MetagenBERT: a Transformer Architecture using Foundational DNA Read Embedding Models to enhance Disease Classification

Microbial ecosystems constitute complex yet information-rich environments whose characterization is crucial for understanding host health and disease. Among them, the human gut microbiome has emerged as a key "super-integrator", owing to its dense interactions with host physiology and its established associations with a wide spectrum of pathologies. Driven by advances in high-throughput sequencing technologies and the continuous decline in associated costs, metagenomic studies have expanded exponentially, generating massive amounts of sequencing data and opening new avenues for data-driven disease modeling. Conventional approaches to microbiome analysis predominantly rely on the alignment of DNA sequencing reads against reference databases to infer microbial composition and profiling at the species level. While effective, these methods are inherently constrained by reference bias and limited taxonomic resolution. Recent advances in artificial intelligence—particularly in Natural Language Processing (NLP) offer new methodological perspectives for metagenomic data representation. In this study, we present MetagenBERT, a Transformer-based framework to embed metagenomes that relies on the foundational models DNABERT-2 and DNABERT-S for the embedding of DNA sequencing reads.

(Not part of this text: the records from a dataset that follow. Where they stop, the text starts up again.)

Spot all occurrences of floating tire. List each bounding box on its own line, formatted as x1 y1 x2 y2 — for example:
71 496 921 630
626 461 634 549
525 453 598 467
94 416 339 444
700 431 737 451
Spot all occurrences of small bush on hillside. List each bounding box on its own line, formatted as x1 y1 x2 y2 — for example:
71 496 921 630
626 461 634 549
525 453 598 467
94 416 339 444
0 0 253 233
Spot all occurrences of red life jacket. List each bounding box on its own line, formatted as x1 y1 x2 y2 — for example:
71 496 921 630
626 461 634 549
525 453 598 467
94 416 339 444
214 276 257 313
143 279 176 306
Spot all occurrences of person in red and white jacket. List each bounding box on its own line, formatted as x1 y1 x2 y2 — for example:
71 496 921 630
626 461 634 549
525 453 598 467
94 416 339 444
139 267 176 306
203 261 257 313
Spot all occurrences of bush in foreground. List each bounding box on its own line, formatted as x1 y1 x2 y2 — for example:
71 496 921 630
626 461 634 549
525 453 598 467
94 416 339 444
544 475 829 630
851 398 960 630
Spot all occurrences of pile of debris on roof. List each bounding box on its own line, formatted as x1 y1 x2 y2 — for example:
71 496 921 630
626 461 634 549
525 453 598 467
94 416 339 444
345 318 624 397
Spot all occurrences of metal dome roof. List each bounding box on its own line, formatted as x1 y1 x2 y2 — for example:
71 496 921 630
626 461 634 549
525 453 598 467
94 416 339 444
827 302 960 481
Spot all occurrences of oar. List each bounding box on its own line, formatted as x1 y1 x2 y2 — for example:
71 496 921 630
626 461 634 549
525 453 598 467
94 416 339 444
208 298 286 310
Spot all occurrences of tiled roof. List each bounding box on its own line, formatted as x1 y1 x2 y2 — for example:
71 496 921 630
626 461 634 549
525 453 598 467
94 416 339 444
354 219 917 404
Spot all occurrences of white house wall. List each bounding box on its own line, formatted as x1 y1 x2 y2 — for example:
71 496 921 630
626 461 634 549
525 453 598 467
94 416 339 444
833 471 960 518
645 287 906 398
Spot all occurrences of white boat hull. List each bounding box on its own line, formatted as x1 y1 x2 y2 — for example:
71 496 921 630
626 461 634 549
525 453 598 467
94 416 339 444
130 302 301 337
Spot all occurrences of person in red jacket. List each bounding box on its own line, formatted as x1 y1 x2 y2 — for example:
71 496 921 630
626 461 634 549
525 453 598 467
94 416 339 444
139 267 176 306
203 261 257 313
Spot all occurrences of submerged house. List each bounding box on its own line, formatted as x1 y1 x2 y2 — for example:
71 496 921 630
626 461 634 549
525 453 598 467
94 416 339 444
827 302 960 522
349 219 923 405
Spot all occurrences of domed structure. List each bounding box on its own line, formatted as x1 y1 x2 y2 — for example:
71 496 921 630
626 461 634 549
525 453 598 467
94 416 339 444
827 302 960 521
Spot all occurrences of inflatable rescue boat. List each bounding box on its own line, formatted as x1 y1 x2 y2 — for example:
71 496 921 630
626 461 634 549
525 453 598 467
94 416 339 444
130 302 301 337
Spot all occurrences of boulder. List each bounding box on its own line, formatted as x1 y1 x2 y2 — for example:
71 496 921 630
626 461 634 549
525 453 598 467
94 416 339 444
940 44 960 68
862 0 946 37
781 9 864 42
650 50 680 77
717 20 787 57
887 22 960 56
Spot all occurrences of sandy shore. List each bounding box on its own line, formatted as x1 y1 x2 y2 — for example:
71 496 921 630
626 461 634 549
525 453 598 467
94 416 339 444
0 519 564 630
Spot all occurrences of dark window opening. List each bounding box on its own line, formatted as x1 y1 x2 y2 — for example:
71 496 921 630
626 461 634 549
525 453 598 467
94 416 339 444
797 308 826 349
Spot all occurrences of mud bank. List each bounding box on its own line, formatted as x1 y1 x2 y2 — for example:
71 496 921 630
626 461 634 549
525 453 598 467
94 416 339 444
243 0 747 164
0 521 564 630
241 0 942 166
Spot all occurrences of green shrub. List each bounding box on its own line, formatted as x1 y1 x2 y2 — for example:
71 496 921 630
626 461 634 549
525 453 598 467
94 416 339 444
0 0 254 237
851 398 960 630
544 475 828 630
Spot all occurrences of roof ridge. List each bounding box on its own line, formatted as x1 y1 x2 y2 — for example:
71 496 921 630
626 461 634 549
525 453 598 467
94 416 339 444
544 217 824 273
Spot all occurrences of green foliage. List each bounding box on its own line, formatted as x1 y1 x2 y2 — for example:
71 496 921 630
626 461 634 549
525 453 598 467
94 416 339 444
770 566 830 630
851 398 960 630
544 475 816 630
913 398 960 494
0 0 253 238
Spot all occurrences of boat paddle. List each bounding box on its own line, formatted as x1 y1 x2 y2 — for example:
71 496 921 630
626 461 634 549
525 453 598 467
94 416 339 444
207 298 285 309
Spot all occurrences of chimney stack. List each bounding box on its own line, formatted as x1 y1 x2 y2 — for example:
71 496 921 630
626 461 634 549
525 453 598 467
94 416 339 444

Our approach encodes gut microbiome metagenome in a taxonomy-agnostic manner, enabling direct downstream application to disease classification tasks. We demonstrate that MetagenBERT reaches similar performance to state-of-the-art abundance-based models for cirrhosis prediction and surpasses them in the more challenging context of type 2 diabetes. Furthermore, we introduce an alternative representation of metagenomes based on read-level embeddings aggregated into abundance vectors, demonstrating their complementarity with conventional species-level abundance metrics.